Dy/dx + y = 2x

Given information:
The initial value problem is given as follows:
dy/dx = 2x - y
y(0) = 1

To find:
The value of y at x = ln2 (rounded off to one decimal place)

Solution:

To solve the given initial value problem, we can use the method of solving first-order linear differential equations.

Step 1: Separate the variables
The given equation is in the form dy/dx = f(x) - g(x)y, where f(x) = 2x and g(x) = 1.
We can rewrite the equation as dy/dx + g(x)y = f(x).

Step 2: Determine the integrating factor
The integrating factor is given by the formula: IF(x) = e^(∫g(x)dx).
In this case, g(x) = 1, so the integrating factor becomes IF(x) = e^(∫1dx) = e^(x).

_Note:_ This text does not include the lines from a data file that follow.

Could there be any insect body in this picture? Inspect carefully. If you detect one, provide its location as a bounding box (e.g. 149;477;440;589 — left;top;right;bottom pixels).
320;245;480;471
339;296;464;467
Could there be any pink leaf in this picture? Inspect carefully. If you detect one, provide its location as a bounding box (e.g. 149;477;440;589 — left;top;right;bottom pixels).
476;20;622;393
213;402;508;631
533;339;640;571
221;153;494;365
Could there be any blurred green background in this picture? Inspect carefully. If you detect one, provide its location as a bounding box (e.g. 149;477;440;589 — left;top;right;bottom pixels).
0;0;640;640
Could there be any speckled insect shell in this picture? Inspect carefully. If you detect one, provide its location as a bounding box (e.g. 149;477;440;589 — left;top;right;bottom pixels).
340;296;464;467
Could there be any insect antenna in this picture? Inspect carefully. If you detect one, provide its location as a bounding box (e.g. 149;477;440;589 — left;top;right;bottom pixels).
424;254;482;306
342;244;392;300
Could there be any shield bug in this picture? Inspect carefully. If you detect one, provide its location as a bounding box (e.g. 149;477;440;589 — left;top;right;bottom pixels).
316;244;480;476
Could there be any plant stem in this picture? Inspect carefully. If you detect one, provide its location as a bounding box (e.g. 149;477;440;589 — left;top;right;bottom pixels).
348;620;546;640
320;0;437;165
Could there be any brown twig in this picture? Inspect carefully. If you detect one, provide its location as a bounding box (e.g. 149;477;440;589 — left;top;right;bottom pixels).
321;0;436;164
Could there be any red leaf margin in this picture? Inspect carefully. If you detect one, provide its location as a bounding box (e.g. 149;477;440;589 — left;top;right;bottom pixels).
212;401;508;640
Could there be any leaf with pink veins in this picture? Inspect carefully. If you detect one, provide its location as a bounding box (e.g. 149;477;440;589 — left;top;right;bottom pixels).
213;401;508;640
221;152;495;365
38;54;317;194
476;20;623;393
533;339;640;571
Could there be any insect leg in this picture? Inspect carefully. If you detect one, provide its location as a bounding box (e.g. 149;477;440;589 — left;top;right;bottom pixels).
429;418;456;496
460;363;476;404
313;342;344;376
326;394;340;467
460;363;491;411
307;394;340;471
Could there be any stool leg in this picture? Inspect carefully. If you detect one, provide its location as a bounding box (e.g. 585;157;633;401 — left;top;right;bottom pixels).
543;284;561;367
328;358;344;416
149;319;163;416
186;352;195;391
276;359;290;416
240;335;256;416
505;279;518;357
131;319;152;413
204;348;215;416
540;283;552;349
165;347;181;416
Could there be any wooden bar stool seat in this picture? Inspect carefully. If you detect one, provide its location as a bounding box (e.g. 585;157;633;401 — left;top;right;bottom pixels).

Step 3: Multiply both sides of the equation by the integrating factor
e^(x)dy/dx + e^(x)y = 2xe^(x).

Step 4: Apply the product rule on the left-hand side of the equation
(d/dx)(e^(x)y) = 2xe^(x).

Step 5: Integrate both sides of the equation
∫(d/dx)(e^(x)y)dx = ∫2xe^(x)dx.

Using the fundamental theorem of calculus, we can integrate the right-hand side of the equation to obtain:
e^(x)y = 2xe^(x) - 2e^(x) + C1,
where C1 is the constant of integration.

Step 6: Solve for y
Divide both sides of the equation by e^(x) to solve for y:
y = 2x - 2 + C1e^(-x).

Step 7: Apply the initial condition
Using the initial condition y(0) = 1, we can substitute x = 0 and y = 1 into the equation and solve for C1:
1 = 2(0) - 2 + C1e^(0),
1 = -2 + C1,
C1 = 3.

Step 8: Substitute the value of C1 back into the equation for y
y = 2x - 2 + 3e^(-x).

Step 9: Calculate the value of y at x = ln2
Substituting x = ln2 into the equation for y, we have:
y = 2(ln2) - 2 + 3e^(-ln2),
y = 2ln2 - 2 + 3(1/2),
y = 2ln2 - 2 + 3/2,
y ≈ 0.693 - 2 + 1.5,
y ≈ 0.193.

Therefore, the value of y at x = ln2 (rounded off to one decimal place) is approximately 0.2.